Parameters (Pipeline constructor)

Parameter Type Description
steps list Module names or (name, config) tuples

Parameters (Pipeline methods)

Method Parameters Description
__call__(text) return_all=False Process single text
batch(texts) n_jobs=1 Parallel batch processing
save(path) - Serialise to JSON
Pipeline.load(path) - Load from JSON

Custom Config Per Step

pipe = Pipeline([
    ('clean', {'keep_emoji': False}),
    ('normalize', {'aggressive': True}),
    ('sentiment', {'detailed': True})
])

Conditional Steps

pipe = Pipeline([
    'clean',
    ('normalize', {'condition': lambda x: len(x) > 10}),
    'sentiment'
])

Intermediate Results

result = pipe(text, return_all=True)
# {'clean': '...', 'normalize': '...', 'sentiment': {...}}

Performance

Pipelines avoid redundant computation by passing results between steps. pipe.batch(texts, n_jobs=4) uses process-level parallelism for CPU-bound modules.


calibration

Calibrate model confidence scores to produce reliable probability estimates. Essential for production systems that use confidence thresholds for routing or escalation.

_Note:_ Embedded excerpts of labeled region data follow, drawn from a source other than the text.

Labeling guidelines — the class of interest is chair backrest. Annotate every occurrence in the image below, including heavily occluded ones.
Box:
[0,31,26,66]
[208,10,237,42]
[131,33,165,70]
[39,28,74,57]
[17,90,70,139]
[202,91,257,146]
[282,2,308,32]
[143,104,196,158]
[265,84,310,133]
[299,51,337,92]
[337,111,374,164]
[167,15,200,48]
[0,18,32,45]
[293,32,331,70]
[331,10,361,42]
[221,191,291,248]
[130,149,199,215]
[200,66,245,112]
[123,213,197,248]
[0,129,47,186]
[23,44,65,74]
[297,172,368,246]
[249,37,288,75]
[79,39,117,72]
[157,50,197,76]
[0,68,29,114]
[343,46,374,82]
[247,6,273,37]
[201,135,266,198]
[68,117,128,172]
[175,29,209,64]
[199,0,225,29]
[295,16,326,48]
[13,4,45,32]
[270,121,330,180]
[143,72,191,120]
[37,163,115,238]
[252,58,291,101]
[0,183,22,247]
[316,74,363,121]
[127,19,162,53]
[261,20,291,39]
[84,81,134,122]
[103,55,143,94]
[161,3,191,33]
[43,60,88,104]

from malaysian_manglish_nlp import calibration

calibrator = calibration("sentiment", method="platt")

# Before calibration (overconfident)
mnlp.sentiment("Best gila!")
# {'label': 'positive', 'score': 0.99}

# After calibration (realistic)
calibrator.calibrate(mnlp.sentiment("Best gila!"))
# {'label': 'positive', 'score': 0.82}

Parameters

Parameter Type Default Description
model str required Module name to calibrate
method str "platt" Method: "platt", "isotonic", "temperature"

Methods

Method Description
calibrate(result) Apply calibration to a model output
fit(texts, labels) Fit calibrator on labelled data
ece() Expected Calibration Error (lower = better)

Evaluate Calibration Quality

calibrator.ece()
# 0.03  (near-perfect calibration)

evaluate

Evaluate NLP model performance with Malaysian-specific metrics. Covers classification, NER, and cross-validation with error analysis.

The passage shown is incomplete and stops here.